Paying off your mortgage usually won't have a big effect on your credit score. However, once your mortgage is removed from your credit report, your score might drop a bit because you have less variety in the different kinds of debt you owe. Additionally, the age of your accounts can also matter, and since you've been paying off your mortgage for a long time, that might also slightly lower your credit score.

On the other hand, the smaller your remaining mortgage balance, the lower your credit utilization. Therefore, paying off your mortgage can have a beneficial effect on your credit score. Additionally, you might be able to increase the credit limits on your existing credit cards by notifying your credit card companies that you're no longer making mortgage payments.

Ordinarily, it takes between 30 to 60 days for your lender to report a closed account to the three credit reporting agencies, including Equifax, Experian, and TransUnion. As a result, you may not instantly see your credit score change after you make your last payment.

After paying off your mortgage, it's a good idea to keep an eye on your credit report until you see that the account is listed as closed.
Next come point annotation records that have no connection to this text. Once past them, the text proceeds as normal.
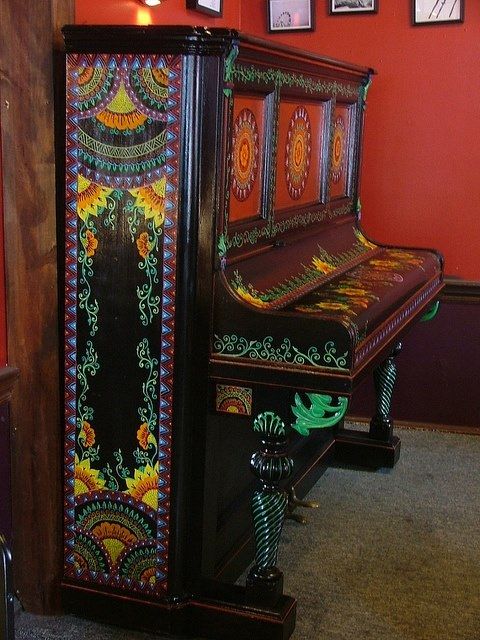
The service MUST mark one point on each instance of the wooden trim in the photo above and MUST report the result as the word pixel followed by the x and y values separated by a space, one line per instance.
pixel 423 426
pixel 466 291
pixel 28 145
pixel 8 376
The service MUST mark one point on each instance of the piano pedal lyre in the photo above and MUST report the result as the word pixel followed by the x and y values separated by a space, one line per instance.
pixel 294 502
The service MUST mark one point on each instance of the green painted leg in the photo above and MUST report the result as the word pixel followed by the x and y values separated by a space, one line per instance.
pixel 270 465
pixel 381 425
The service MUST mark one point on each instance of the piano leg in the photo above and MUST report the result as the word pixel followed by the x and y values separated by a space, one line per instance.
pixel 378 448
pixel 270 465
pixel 381 425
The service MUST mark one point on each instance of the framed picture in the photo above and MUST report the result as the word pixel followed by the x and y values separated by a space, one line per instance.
pixel 211 7
pixel 336 7
pixel 437 11
pixel 290 15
If, after a few months, you still see the account showing as open with all three credit reporting agencies, reach out to your lender and ask them to send a notice to the bureaus.

Paying Off Your Mortgage Quickly

If you want to pay off your mortgage sooner, you have two primary choices:

  1. Over the life of the loan, this can speed up how quickly your balance decreases. You can either make a one-time large payment; make smaller payments every two weeks, which amounts to an additional payment per year; or boost each monthly payment, ensuring any extra pays down the mortgage principal.
  2. on the new loan.

Should you pay off your mortgage early?

Some borrowers prefer to pay off their mortgage ahead of schedule in order to save on interest and leave themselves with extra cash each month. However, this isn’t always the best decision, even if you have the funds available.

When you pay off your mortgage early, you lose immediate access to the money that could be used for other investments or financial opportunities.

For other financial goals, such as funding your children’s education or investing through a brokerage account.

You should reserve the money you'll need for daily expenses in a savings account, even if you already have a full emergency fund.

Paying off your mortgage early isn't always the smartest move, especially if you have a low-interest rate on it - and other debt is costing you even more. "Prepaying your mortgage is relatively low on your financial to-do list, especially if you have interest rates on it of 4% or lower," says McBride.

If your other financial obligations are in order, paying off your mortgage ahead of schedule can make sense. Additionally, whether you pay it off early or not, once you're no longer making mortgage payments, you can use that money for other goals, such as setting aside funds or investing. You'll also have the peace of mind that comes from owning your home outright, even if your financial situation changes.